28 Aralık 2011 Çarşamba

YAŞAR

Geçenlerde, fabrikanın bahçesindeki pastaneye gittim, arkadaşım Dilek le merhabalaştık… baktım, duvar dibinde bir masada bahçıvan Yaşar oturmuş, cevizli baklava yiyor, daha önce de görmüştüm çok seviyor bu tatlıyı herhalde…. Dilek in yanaklarından öptüğümü görünce yakalanmış gibi başını eğdi, cevizli baklavasına döndü, çatalını batırdı, cevizli baklava çatladı ortasından, dağılıp çıtırdadı tabakta….
-          Yaşar sen de mi buradasın? gel seni de öpeyim, dedim.
-          Yok abla, benim dişim ağrıyor, dedi yüzünü buruşturarak, dayanamam … yazık, bir eliyle yanağını tutmuş, bir eliyle de çatalını batırmaya, yemeye çalışıyor.
-          O zaman alnından öpeyim,  öptüm, utandı. Pastanenin sahibi Ahmet bey karşısında oturmuş gülüyor, bir yandan da:
-          Çok mu ağrıyor la ? diye takılıyor.
Sonunda Yaşar gücendi, dayanamadı, ağlamaklı:
-          İnşallah senin de ağrır Ahmet abi, o zaman görürsün ne çektiğimi…
Onun acısına değil ama sözlerine güldük tabi…   

Bahçede yürüyüş yaparken rastlarım hep Yaşar a,  bahçenin bir ucundan bir ucuna elinde kazma kürekle dolaşır durur.
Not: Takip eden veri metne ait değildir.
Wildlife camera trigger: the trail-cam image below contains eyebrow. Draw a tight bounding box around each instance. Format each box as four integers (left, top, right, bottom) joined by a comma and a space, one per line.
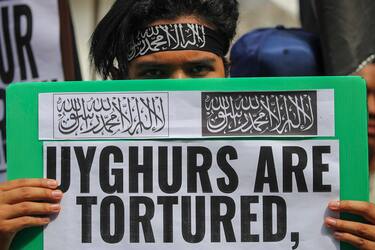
184, 59, 216, 67
133, 58, 216, 70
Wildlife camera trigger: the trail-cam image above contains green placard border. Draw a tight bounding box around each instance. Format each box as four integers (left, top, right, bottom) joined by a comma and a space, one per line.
7, 76, 368, 250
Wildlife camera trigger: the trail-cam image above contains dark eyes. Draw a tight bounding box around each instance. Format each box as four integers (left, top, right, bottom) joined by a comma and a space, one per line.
187, 65, 214, 76
136, 63, 215, 79
141, 69, 166, 79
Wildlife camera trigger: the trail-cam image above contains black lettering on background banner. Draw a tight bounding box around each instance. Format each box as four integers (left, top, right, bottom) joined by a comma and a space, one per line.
0, 3, 41, 173
0, 6, 14, 84
14, 4, 38, 80
0, 4, 39, 84
202, 91, 317, 136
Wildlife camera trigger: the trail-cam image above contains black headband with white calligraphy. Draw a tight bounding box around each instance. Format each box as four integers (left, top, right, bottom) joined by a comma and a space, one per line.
127, 23, 228, 61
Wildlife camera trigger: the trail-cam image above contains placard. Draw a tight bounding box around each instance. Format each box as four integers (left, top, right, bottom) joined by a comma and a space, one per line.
7, 77, 369, 250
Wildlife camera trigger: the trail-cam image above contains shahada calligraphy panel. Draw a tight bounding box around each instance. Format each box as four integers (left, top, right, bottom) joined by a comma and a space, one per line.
52, 93, 169, 138
202, 91, 318, 136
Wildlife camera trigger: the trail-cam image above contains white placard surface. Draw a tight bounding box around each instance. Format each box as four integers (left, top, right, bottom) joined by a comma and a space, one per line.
43, 140, 339, 250
39, 90, 335, 140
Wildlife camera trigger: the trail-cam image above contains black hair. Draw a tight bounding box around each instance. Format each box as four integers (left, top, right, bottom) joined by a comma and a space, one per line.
90, 0, 239, 79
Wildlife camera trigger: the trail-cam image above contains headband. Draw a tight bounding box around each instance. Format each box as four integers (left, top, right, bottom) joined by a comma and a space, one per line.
127, 23, 228, 61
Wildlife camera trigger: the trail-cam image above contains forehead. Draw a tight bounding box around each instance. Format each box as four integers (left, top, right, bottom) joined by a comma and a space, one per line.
129, 50, 220, 67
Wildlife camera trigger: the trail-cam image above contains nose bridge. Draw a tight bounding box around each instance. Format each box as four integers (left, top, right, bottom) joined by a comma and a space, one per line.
170, 68, 189, 79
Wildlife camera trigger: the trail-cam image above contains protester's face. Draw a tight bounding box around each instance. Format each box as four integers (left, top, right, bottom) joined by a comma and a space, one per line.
127, 16, 226, 79
359, 64, 375, 150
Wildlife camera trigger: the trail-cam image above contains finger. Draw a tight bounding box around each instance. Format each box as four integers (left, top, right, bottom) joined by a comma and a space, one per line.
4, 202, 61, 219
0, 216, 50, 235
334, 231, 375, 250
0, 178, 58, 191
1, 187, 63, 204
325, 217, 375, 241
328, 200, 375, 223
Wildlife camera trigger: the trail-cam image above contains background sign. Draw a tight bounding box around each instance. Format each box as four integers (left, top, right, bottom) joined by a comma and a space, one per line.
0, 0, 64, 181
6, 77, 369, 250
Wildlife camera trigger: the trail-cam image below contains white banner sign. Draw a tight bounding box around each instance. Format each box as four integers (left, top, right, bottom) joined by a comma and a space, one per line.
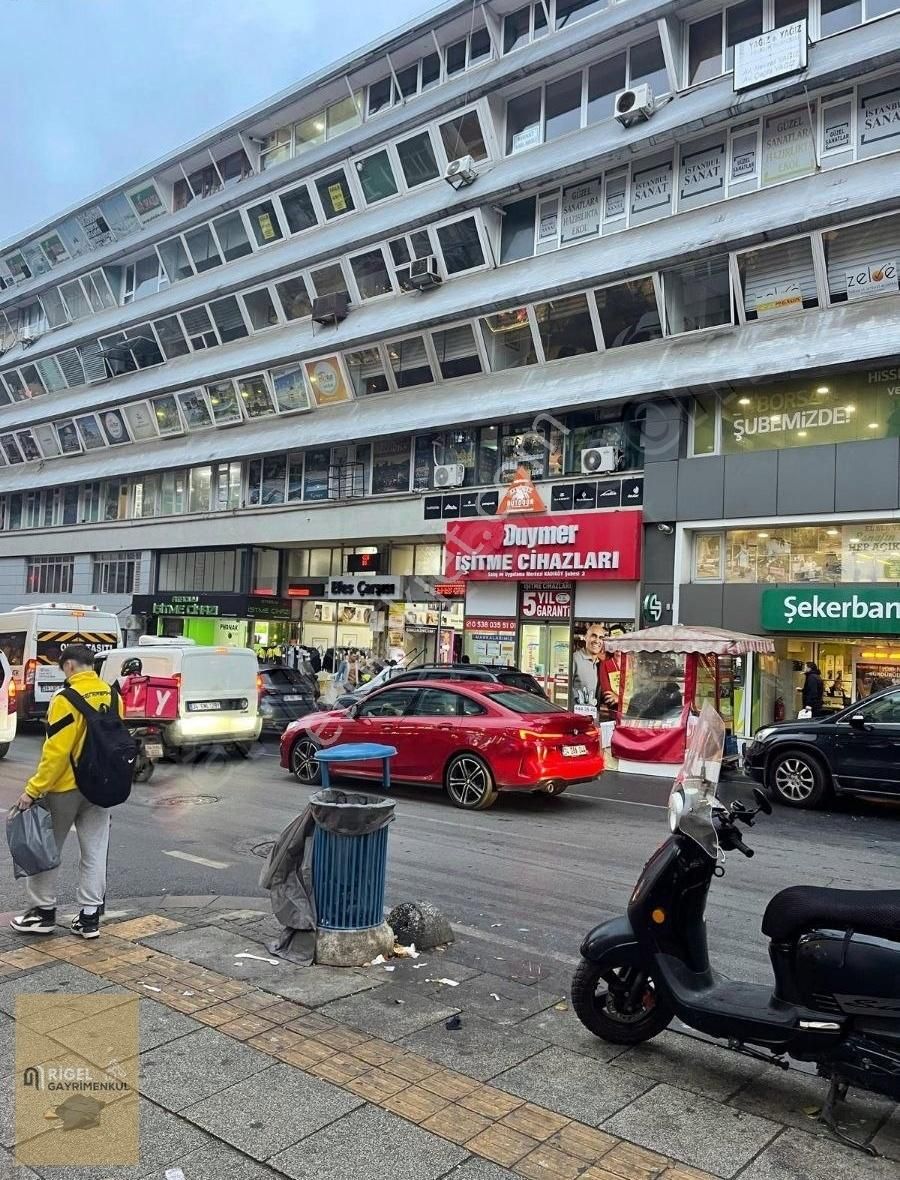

Onun tek başınalığı beni çok etkiler, iki yıl önce ayağım kırıldığında hep beni ziyaret eder öğütler verirdi:
-        Basma ayağına, gelme işe, canının kıymetini bil abla, derdi. Benim de ayağım kırıldı,  işten atarlar diye topallaya topallaya ayağım alçıda işe geldim. Ondan beri düzelmedi ayağım bak, topallayışım ondandır, derdi.
Tostoparlak kısa boylu bir adam, iki gözü birbirine o kadar yakın ki, insan ilk bakışta şaşı sanar ama değil. Önce çekingen sonra konuşkan,  samimi bir adam. Soğukta çınarların altında çalışırken görünce bere ördüm ona, sevindi ama bir kez giydiğini görmedim nedense….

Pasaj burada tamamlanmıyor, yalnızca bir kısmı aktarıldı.